President-elect Clinton picked Sen. Lloyd Bentsen, D-Texas, to be his treasury secretary to send the political signal that the deadlock between the White House and Congress is over and to assure the financial markets of a calm, steady hand on the nation's economic levers, Clinton advisers said Saturday.
But these advisers, in Washington and in Arkansas, also said Bentsen's selection and the fact that the top candidates for the directorship of the Office of Management and Budget also come from Congress indicated how, after 12 years of Republican presidents, Congress is the only realistic place to turn for experts who have dealt with pivotal matters like taxes and the budget deficit.Clinton apparently set aside concerns that Bentsen might be more valuable as chairman of the Senate Finance Committee, his current post, and that Republicans might win his Senate seat in Texas in a special election next spring.
Sen. Daniel Patrick Moynihan, D-N.Y., said that if he replaced Bentsen as finance chairman, as he expected, his most important priority would be "to get the president's agenda through."
Clinton is expected to announce his choice of Bentsen on Wednesday or Thursday after returning to Little Rock from a two-day trip to Chicago and Washington.
Clinton aides said the selections for some other top economic posts would probably be announced then as well but that the need to complete background checks might delay some announcements.
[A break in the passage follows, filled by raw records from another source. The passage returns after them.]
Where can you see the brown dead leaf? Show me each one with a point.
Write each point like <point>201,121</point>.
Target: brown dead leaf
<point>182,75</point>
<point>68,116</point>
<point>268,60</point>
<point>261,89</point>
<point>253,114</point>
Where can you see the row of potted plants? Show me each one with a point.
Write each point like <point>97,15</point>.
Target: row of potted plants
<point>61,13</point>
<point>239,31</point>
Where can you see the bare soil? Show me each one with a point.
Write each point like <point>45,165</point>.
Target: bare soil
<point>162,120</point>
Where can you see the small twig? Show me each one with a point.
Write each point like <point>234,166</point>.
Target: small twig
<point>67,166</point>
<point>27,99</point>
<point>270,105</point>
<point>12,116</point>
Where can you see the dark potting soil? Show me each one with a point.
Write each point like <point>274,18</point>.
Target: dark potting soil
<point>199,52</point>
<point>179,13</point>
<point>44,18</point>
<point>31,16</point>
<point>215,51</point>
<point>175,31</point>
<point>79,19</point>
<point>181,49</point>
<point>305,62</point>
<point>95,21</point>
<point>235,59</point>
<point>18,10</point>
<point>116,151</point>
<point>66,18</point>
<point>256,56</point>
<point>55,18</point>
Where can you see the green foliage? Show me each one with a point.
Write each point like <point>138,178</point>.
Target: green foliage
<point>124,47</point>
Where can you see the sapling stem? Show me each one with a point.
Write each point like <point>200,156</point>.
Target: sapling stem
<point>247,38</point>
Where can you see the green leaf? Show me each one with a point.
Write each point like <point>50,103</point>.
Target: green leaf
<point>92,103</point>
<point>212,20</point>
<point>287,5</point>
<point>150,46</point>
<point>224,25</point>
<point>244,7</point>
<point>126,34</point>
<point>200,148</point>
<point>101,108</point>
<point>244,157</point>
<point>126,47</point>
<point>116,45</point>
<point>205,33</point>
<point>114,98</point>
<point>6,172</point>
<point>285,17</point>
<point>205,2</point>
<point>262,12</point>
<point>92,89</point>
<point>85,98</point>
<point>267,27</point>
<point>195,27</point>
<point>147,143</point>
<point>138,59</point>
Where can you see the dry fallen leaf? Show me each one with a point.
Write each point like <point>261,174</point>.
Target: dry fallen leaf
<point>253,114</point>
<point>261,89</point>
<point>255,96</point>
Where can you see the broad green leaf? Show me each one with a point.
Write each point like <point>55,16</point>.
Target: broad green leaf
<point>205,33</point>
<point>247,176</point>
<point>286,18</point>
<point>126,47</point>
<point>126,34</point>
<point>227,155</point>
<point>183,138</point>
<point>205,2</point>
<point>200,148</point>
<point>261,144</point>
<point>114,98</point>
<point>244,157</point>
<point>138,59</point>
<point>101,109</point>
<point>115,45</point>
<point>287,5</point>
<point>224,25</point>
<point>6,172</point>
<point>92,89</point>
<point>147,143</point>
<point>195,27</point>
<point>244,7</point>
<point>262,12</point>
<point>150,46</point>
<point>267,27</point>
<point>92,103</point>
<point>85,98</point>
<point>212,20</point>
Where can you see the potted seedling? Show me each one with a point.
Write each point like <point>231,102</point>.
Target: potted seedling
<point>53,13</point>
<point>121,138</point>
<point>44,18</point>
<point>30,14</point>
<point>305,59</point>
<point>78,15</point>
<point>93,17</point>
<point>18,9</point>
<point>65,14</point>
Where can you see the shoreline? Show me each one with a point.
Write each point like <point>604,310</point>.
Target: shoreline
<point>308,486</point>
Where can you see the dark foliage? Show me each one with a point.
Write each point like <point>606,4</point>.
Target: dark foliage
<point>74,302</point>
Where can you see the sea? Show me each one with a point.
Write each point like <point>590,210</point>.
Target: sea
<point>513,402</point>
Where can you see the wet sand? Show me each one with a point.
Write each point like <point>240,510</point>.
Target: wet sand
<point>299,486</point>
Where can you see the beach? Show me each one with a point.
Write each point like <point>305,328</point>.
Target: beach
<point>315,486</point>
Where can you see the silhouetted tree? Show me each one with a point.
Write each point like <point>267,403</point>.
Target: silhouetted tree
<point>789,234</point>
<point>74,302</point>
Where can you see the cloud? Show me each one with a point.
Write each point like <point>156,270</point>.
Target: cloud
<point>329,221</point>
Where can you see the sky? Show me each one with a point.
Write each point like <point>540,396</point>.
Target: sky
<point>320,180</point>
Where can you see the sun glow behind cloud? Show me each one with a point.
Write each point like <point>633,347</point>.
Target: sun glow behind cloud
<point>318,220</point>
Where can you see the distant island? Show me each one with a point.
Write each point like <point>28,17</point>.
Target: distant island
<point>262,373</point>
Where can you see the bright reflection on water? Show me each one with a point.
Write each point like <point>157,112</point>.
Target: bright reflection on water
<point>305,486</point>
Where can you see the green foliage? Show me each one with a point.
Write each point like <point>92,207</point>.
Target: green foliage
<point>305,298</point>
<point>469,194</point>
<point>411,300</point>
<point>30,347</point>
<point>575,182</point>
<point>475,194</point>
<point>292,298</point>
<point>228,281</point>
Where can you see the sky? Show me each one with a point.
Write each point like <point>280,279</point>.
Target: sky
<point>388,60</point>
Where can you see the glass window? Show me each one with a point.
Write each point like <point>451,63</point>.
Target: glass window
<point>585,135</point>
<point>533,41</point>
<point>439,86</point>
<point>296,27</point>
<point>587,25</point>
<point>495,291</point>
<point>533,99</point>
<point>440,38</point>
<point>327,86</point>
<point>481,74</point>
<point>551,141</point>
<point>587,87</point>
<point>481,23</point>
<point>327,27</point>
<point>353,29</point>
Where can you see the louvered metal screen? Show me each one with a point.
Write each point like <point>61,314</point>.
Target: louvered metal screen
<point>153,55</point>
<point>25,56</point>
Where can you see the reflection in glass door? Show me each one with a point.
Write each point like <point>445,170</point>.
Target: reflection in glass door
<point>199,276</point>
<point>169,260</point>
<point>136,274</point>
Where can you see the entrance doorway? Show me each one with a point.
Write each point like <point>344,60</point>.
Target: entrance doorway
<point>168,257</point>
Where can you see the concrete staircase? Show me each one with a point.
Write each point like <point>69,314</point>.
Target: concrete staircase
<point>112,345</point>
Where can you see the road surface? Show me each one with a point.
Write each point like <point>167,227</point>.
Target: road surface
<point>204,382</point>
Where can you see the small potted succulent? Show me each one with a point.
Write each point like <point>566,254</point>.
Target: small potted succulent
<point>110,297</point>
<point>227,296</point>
Roger Altman, a Wall Street investment banker who was a student at Georgetown University with Clinton in the 1960s, is in line to be deputy treasury secretary, the staff assistants said.
In selecting Bentsen, 71, Clinton turned to a veteran lawmaker whose steady temperament and states-man-like presence became nationally known in 1988 when he was the Democratic vice presidential candidate.
A Clinton adviser said Bentsen's main asset in the president-elect's eyes was his "deep knowledge of Congress."
"The issue of overcoming gridlock is fundamental to the success of his presidency, both substantively and politically," the adviser said.